Remember Your Mortality

We are really dysfunctional when it comes to addressing the 100% guaranteed, universal experience. Death. Our society is pretty inept at dealing with it. We don’t talk about death until we are unequivocally confronted by it. When we do if we’re not the ones in a close enough vicinity to confront the grief of it, we want to move on from the topic as quickly as possible.

We tend to think of death as reserved for the old. When it isn’t it’s some sort of failing. The single ubiquitous experience is almost always avoided as a topic in polite conversation. We don’t plan for it or entertain it as a possibility. When we have no choice but to discuss it, we use hushed tones and euphemisms.

It’s strange because Christianity influences much of American culture surrounding death. But Christianity hasn’t always been like this. Catholic tradition has a phrase for taking the time to consider your own mortality, momento mori. Protestantism, too, from it’s earliest beginnings, considered mortality. Martin Luther’s wedding ring included a skull and inscription to remember death.

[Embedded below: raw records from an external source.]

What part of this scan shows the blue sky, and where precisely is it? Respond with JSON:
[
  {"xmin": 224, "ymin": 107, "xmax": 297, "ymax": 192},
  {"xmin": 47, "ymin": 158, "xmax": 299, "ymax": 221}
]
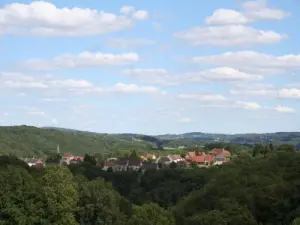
[{"xmin": 0, "ymin": 0, "xmax": 300, "ymax": 134}]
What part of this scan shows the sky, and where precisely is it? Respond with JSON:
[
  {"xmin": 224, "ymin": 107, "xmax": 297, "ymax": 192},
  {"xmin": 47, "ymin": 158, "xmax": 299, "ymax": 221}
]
[{"xmin": 0, "ymin": 0, "xmax": 300, "ymax": 134}]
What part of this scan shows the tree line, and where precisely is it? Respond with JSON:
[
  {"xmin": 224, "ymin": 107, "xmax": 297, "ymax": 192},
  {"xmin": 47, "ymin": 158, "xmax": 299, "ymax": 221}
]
[{"xmin": 0, "ymin": 144, "xmax": 300, "ymax": 225}]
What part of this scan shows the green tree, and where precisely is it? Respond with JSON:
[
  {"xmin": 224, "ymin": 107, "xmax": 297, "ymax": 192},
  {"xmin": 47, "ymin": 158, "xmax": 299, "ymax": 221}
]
[
  {"xmin": 42, "ymin": 167, "xmax": 78, "ymax": 225},
  {"xmin": 127, "ymin": 203, "xmax": 175, "ymax": 225},
  {"xmin": 169, "ymin": 162, "xmax": 177, "ymax": 169},
  {"xmin": 83, "ymin": 154, "xmax": 97, "ymax": 166},
  {"xmin": 0, "ymin": 166, "xmax": 46, "ymax": 225},
  {"xmin": 77, "ymin": 179, "xmax": 131, "ymax": 225},
  {"xmin": 277, "ymin": 144, "xmax": 295, "ymax": 152},
  {"xmin": 291, "ymin": 217, "xmax": 300, "ymax": 225},
  {"xmin": 129, "ymin": 150, "xmax": 140, "ymax": 160},
  {"xmin": 46, "ymin": 154, "xmax": 62, "ymax": 163}
]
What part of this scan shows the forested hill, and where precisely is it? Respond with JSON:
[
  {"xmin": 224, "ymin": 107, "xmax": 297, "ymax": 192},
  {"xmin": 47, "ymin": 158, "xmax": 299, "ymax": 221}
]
[
  {"xmin": 0, "ymin": 126, "xmax": 300, "ymax": 156},
  {"xmin": 0, "ymin": 126, "xmax": 152, "ymax": 156},
  {"xmin": 156, "ymin": 132, "xmax": 300, "ymax": 145}
]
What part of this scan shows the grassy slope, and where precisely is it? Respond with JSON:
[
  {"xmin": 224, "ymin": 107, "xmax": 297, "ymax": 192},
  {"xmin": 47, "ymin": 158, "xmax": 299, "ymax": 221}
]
[{"xmin": 0, "ymin": 126, "xmax": 149, "ymax": 156}]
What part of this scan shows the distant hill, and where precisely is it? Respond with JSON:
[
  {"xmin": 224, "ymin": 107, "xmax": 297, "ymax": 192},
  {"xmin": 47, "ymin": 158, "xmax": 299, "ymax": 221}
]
[
  {"xmin": 0, "ymin": 126, "xmax": 152, "ymax": 156},
  {"xmin": 156, "ymin": 132, "xmax": 300, "ymax": 145},
  {"xmin": 0, "ymin": 126, "xmax": 300, "ymax": 156}
]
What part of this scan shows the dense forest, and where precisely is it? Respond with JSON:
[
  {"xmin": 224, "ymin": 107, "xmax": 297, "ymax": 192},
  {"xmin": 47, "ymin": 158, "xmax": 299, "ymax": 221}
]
[
  {"xmin": 0, "ymin": 126, "xmax": 300, "ymax": 157},
  {"xmin": 0, "ymin": 145, "xmax": 300, "ymax": 225}
]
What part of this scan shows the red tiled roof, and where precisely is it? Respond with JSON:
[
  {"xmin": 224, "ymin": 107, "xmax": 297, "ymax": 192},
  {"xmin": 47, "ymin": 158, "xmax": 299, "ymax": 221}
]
[
  {"xmin": 64, "ymin": 152, "xmax": 73, "ymax": 158},
  {"xmin": 211, "ymin": 148, "xmax": 230, "ymax": 155},
  {"xmin": 205, "ymin": 155, "xmax": 215, "ymax": 162},
  {"xmin": 186, "ymin": 152, "xmax": 196, "ymax": 158},
  {"xmin": 189, "ymin": 152, "xmax": 215, "ymax": 163},
  {"xmin": 103, "ymin": 161, "xmax": 116, "ymax": 167},
  {"xmin": 73, "ymin": 156, "xmax": 83, "ymax": 161},
  {"xmin": 191, "ymin": 154, "xmax": 205, "ymax": 163}
]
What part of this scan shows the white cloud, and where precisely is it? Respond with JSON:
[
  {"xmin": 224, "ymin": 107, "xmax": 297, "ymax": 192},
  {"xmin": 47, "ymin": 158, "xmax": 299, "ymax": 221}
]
[
  {"xmin": 122, "ymin": 67, "xmax": 263, "ymax": 86},
  {"xmin": 178, "ymin": 117, "xmax": 193, "ymax": 123},
  {"xmin": 205, "ymin": 0, "xmax": 289, "ymax": 25},
  {"xmin": 107, "ymin": 38, "xmax": 156, "ymax": 49},
  {"xmin": 278, "ymin": 88, "xmax": 300, "ymax": 99},
  {"xmin": 180, "ymin": 67, "xmax": 263, "ymax": 82},
  {"xmin": 205, "ymin": 9, "xmax": 250, "ymax": 25},
  {"xmin": 122, "ymin": 68, "xmax": 179, "ymax": 86},
  {"xmin": 230, "ymin": 88, "xmax": 300, "ymax": 100},
  {"xmin": 274, "ymin": 105, "xmax": 296, "ymax": 113},
  {"xmin": 51, "ymin": 118, "xmax": 58, "ymax": 126},
  {"xmin": 120, "ymin": 6, "xmax": 135, "ymax": 15},
  {"xmin": 107, "ymin": 83, "xmax": 164, "ymax": 94},
  {"xmin": 229, "ymin": 89, "xmax": 276, "ymax": 97},
  {"xmin": 132, "ymin": 10, "xmax": 149, "ymax": 20},
  {"xmin": 236, "ymin": 101, "xmax": 262, "ymax": 110},
  {"xmin": 23, "ymin": 52, "xmax": 139, "ymax": 70},
  {"xmin": 242, "ymin": 0, "xmax": 289, "ymax": 21},
  {"xmin": 42, "ymin": 98, "xmax": 67, "ymax": 102},
  {"xmin": 174, "ymin": 25, "xmax": 286, "ymax": 46},
  {"xmin": 0, "ymin": 73, "xmax": 165, "ymax": 96},
  {"xmin": 190, "ymin": 51, "xmax": 300, "ymax": 74},
  {"xmin": 24, "ymin": 107, "xmax": 46, "ymax": 116},
  {"xmin": 177, "ymin": 93, "xmax": 227, "ymax": 102},
  {"xmin": 0, "ymin": 1, "xmax": 148, "ymax": 36}
]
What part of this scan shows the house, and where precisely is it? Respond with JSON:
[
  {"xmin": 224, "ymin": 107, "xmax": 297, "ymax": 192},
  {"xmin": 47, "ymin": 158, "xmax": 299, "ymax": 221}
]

It can sound morbid, but the purpose was anything but. Considering your mortality was for the purpose of living well. In the case of momento mori, considering you will soon – quite literally – “meet your maker” was used to spur believers to live more virtuous lives and to remember the world will still spin on without them in it. Contemplating the briefness of your time, helps you use it more effectively. We’ve lost some of that ability to stare reality in the face.

Understanding death as a universal experience, doesn’t mean that it won’t hurt when someone you love dies. But, ignoring it is a possibility and ultimately inevitable, compounds the pain. We fail to prepare our finances, our resources, and our hearts. When we fail to prepare, we add to the legal to do lists and practical to do lists. We add additional shock over the emotional hurt that will be there in any case.

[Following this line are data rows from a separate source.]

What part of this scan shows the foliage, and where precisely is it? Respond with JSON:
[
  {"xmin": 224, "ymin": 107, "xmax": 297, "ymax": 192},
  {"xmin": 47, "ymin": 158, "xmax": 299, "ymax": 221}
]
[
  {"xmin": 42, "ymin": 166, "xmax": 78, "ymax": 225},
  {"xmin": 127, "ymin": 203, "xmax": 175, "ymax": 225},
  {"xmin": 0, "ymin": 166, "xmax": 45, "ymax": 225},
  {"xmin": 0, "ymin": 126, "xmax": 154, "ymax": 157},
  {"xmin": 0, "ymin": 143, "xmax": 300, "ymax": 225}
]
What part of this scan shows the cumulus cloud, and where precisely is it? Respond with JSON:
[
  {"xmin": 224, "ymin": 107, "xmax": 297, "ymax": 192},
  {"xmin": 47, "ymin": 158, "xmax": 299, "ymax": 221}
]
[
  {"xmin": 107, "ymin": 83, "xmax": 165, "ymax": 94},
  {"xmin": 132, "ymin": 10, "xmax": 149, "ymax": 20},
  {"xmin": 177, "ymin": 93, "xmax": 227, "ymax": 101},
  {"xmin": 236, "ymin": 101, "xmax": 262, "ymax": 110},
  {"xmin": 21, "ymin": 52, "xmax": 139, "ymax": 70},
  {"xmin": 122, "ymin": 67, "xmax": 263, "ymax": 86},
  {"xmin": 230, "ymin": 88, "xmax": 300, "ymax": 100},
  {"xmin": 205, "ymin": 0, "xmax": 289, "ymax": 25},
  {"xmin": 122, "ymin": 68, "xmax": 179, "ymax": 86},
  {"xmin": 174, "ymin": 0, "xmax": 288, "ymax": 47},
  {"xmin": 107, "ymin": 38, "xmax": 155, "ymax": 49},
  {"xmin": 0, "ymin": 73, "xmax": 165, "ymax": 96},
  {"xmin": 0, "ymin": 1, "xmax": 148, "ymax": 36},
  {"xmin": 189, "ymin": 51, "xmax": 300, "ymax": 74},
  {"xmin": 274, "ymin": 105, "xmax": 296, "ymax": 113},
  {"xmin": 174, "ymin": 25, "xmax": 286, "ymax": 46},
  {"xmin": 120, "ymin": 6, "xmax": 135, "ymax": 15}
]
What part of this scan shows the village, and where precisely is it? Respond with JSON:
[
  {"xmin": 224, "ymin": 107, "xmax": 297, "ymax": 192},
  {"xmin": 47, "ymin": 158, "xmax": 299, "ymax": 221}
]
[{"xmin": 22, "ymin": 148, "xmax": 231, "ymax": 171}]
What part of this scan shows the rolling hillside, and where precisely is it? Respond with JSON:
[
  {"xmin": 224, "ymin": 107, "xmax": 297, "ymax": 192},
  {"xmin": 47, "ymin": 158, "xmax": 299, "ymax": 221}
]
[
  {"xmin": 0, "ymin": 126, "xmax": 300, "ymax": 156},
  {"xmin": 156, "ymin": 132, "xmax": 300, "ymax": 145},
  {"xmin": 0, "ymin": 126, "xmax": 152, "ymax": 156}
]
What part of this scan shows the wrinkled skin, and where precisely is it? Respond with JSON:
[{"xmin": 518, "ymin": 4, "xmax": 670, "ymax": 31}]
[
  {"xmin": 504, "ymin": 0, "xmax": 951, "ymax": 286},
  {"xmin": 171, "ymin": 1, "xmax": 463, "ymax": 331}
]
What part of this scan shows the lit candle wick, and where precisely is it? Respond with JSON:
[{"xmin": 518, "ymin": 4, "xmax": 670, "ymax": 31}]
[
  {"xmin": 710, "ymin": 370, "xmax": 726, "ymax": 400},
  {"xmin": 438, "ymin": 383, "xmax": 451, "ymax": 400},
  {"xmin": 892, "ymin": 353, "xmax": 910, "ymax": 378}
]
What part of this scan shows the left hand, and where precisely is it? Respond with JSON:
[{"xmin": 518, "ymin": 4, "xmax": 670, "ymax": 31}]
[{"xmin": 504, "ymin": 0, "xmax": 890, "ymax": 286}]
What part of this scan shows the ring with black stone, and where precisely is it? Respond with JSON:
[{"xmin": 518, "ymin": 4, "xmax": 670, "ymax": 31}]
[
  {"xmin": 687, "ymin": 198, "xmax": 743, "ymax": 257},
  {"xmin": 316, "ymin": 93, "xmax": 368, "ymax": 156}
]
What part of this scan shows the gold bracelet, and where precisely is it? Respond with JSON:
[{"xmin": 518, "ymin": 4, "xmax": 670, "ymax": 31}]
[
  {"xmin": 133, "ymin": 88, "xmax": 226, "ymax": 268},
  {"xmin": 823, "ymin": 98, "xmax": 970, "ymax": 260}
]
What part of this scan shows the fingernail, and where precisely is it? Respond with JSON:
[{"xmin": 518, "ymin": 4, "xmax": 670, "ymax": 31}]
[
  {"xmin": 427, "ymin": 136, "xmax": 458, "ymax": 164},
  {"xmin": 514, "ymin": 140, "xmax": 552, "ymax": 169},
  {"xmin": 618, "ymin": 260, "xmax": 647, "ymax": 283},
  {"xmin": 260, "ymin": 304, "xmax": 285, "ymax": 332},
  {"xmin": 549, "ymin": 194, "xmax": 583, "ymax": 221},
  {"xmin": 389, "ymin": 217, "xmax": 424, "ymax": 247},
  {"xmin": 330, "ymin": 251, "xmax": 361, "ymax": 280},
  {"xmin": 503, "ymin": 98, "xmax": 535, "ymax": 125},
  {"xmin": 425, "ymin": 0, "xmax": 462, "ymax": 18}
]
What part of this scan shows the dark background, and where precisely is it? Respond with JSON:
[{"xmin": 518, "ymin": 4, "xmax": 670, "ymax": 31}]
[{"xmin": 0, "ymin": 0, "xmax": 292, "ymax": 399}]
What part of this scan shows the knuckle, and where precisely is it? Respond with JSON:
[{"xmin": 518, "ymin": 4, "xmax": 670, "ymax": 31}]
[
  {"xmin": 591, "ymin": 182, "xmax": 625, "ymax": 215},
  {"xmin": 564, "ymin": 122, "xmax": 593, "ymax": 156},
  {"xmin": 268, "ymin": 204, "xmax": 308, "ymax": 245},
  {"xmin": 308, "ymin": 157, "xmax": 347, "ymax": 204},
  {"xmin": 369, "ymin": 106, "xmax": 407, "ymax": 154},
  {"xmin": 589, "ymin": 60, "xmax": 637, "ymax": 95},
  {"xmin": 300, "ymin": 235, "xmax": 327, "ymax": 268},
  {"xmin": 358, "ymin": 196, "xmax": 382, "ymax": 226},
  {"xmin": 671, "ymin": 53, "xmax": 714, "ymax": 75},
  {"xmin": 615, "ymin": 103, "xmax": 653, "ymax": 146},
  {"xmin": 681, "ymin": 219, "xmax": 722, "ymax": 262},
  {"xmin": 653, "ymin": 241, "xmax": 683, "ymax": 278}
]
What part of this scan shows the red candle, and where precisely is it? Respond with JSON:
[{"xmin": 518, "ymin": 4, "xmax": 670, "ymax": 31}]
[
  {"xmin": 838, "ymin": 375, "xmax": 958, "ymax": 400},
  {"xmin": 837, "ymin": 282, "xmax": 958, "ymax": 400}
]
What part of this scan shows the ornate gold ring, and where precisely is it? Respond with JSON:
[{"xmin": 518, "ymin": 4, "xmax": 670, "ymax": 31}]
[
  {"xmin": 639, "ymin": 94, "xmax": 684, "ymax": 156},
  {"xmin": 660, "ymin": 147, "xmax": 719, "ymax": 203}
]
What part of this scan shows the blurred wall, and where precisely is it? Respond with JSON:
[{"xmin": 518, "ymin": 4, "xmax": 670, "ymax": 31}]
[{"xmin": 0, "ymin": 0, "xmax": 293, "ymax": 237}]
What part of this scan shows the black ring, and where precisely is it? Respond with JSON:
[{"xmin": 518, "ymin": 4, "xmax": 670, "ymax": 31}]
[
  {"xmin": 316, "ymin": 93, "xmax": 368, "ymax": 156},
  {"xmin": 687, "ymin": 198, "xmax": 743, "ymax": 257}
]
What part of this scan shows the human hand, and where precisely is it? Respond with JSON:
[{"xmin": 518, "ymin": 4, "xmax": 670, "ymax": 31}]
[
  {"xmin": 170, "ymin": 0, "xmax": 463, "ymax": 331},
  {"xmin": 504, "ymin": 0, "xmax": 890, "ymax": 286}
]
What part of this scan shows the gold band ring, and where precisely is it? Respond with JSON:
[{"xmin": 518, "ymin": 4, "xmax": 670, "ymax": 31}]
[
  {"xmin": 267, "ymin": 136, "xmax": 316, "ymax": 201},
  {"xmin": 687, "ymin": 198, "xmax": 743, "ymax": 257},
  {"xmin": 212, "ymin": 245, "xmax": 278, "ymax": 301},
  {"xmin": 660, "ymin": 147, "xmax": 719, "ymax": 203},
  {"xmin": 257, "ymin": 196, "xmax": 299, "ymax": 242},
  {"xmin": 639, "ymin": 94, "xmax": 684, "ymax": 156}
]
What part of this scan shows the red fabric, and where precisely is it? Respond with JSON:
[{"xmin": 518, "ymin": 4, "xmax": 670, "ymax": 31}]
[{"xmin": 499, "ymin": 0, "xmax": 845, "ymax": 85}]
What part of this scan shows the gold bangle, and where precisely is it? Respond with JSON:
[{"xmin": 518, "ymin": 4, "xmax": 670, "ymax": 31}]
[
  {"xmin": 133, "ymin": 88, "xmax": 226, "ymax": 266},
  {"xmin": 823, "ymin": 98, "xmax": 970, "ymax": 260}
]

We also fall into the lull of living our lives like we have all the time in the world. We fail to understand that how we live each day is what our legacy will ultimately be made up of.

Remembering your mortality. Not simply considering the abstract idea that death is a thing, but that you specifically will die. That you will not get forever here.

It’s not a morbid thing. It’s an important thing. If you take time, periodically, to consider your time is limited, you use the time more effectively. To live more and love harder.

Make room in your life to remember your mortality.